Ghaleb Bencheikh : Relever le défi de la paix

par Ghaleb Bencheikh*

 

La scène mondiale a donné vendredi dernier, encore une fois, la représentation générale de la crise aiguë qui secoue le monde islamique. Elle semble échapper à toute perspective de résolution.

Le cauchemar continue. L’abjection et l’ignominie se poursuivent. En plein mois de jeûne – censé être un temps fort de recueillement et de miséricorde - nous apprenons, coup sur coup, trois attentats sanglants perpétrés quasi simultanément en France, en Tunisie et au Koweït. Ils signent la perversion de la tradition et l’inversion de ses valeurs de bonté et d’amour en folie meurtrière.

Et, pour rester dans ce registre tragique rappelant les Tragiques, les condamnations du chœur que nous constituons et les réprobations que nous proférons, n’ont guère d’écho. Sans aucun effet, nous élevons haut nos clameurs, et nous nous lamentons avec les pleureurs. L’horizon paraît opaque et barré par les surenchères radicales et le facteur temporel n’ouvre pas du tout vers un futur prometteur.

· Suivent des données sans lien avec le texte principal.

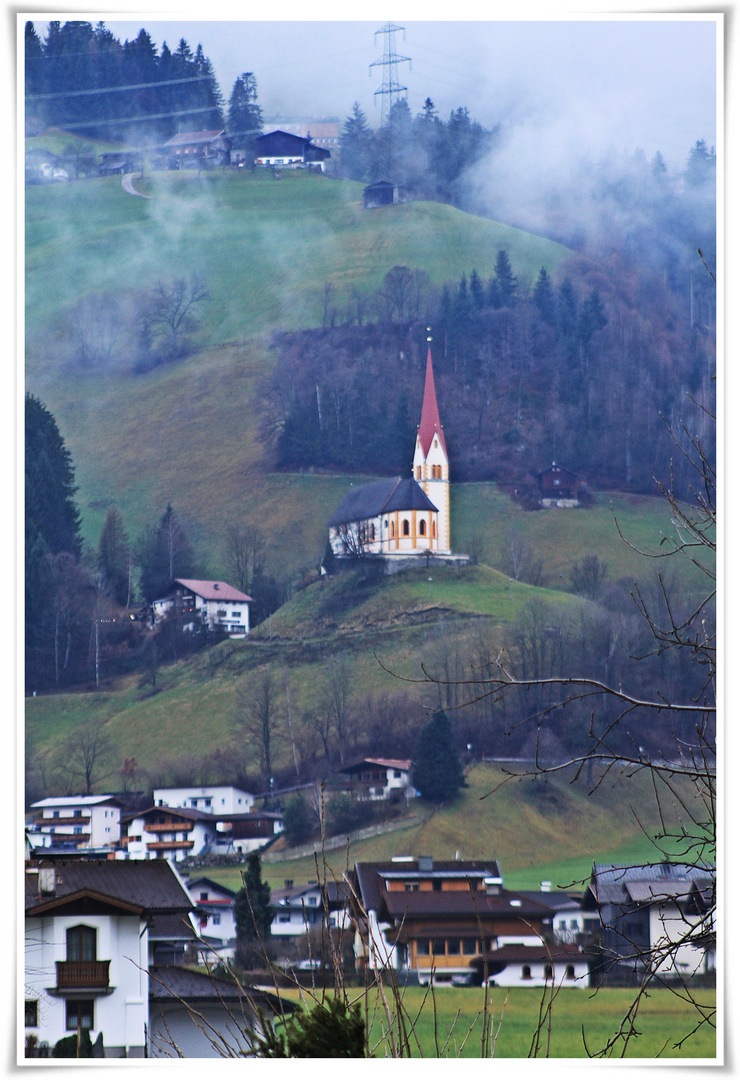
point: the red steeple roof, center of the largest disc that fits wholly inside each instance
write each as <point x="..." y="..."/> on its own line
<point x="430" y="414"/>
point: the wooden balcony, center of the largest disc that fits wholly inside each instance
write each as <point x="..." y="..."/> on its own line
<point x="169" y="845"/>
<point x="173" y="826"/>
<point x="82" y="974"/>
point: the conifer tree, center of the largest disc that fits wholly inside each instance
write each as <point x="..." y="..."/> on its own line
<point x="436" y="772"/>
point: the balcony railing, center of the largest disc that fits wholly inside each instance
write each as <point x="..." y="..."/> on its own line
<point x="82" y="974"/>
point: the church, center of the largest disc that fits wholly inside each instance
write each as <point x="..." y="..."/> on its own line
<point x="399" y="517"/>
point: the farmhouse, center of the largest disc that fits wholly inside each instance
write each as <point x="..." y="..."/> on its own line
<point x="78" y="821"/>
<point x="397" y="518"/>
<point x="433" y="918"/>
<point x="557" y="486"/>
<point x="379" y="778"/>
<point x="216" y="603"/>
<point x="191" y="149"/>
<point x="638" y="912"/>
<point x="288" y="151"/>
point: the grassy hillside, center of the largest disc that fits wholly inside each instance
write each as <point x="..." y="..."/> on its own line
<point x="520" y="822"/>
<point x="265" y="248"/>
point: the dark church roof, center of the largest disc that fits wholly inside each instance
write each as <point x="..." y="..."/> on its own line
<point x="380" y="497"/>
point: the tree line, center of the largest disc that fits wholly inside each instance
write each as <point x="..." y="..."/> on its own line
<point x="79" y="599"/>
<point x="577" y="367"/>
<point x="425" y="154"/>
<point x="82" y="78"/>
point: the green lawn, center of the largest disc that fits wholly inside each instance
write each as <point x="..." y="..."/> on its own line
<point x="580" y="1018"/>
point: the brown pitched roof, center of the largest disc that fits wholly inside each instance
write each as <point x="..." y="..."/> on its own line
<point x="149" y="885"/>
<point x="430" y="424"/>
<point x="212" y="590"/>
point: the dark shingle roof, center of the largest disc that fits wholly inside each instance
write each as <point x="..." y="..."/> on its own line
<point x="151" y="885"/>
<point x="380" y="497"/>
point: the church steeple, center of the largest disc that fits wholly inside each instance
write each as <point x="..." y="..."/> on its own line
<point x="430" y="415"/>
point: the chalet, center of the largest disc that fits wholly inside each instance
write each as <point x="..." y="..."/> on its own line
<point x="216" y="604"/>
<point x="641" y="914"/>
<point x="557" y="486"/>
<point x="379" y="778"/>
<point x="219" y="798"/>
<point x="90" y="952"/>
<point x="213" y="918"/>
<point x="540" y="964"/>
<point x="105" y="945"/>
<point x="288" y="151"/>
<point x="433" y="918"/>
<point x="77" y="821"/>
<point x="198" y="149"/>
<point x="167" y="833"/>
<point x="382" y="193"/>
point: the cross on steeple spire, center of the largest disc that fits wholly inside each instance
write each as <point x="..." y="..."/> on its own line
<point x="430" y="424"/>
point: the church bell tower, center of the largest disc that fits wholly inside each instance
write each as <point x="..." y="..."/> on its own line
<point x="431" y="466"/>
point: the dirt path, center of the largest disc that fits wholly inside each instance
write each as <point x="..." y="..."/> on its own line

Bien au contraire, les perspectives d’avenir sont brouillées par l’immédiateté des évènements retransmis par les moyens de communication sophistiqués jouant un rôle d’amplificateurs. L’intensité de la guerre des images et l’instantanéité des images de la terreur ainsi que la proximité du spectacle atroce qu’elles donnent à voir écrasent toute velléité de recherche de résolution des conflits.

Elles ne laissent place qu’à un émotionnel exacerbé comme unique élément d’appréciation. L’attentisme fataliste pousse les terroristes à sévir.

En effet, on voit mal comment, dans cette désolation, un tiers médiateur réussirait à s’imbriquer dans une confrontation bipartite. D’un côté, ceux qui veulent punir les mécréants, les apostats et les tièdes ; de l’autre les sociétés ouvertes.

L’ensemble produit une étrange impression de faiblesse tout en espérant l’intervention invraisemblable d’un deus ex machina pour qu’une issue à l’impasse puisse être proposée, et pendant que l’attente se prolonge et que l’on s’y installe, l’on se trouve démuni, tétanisé, impuissant en plein désarroi…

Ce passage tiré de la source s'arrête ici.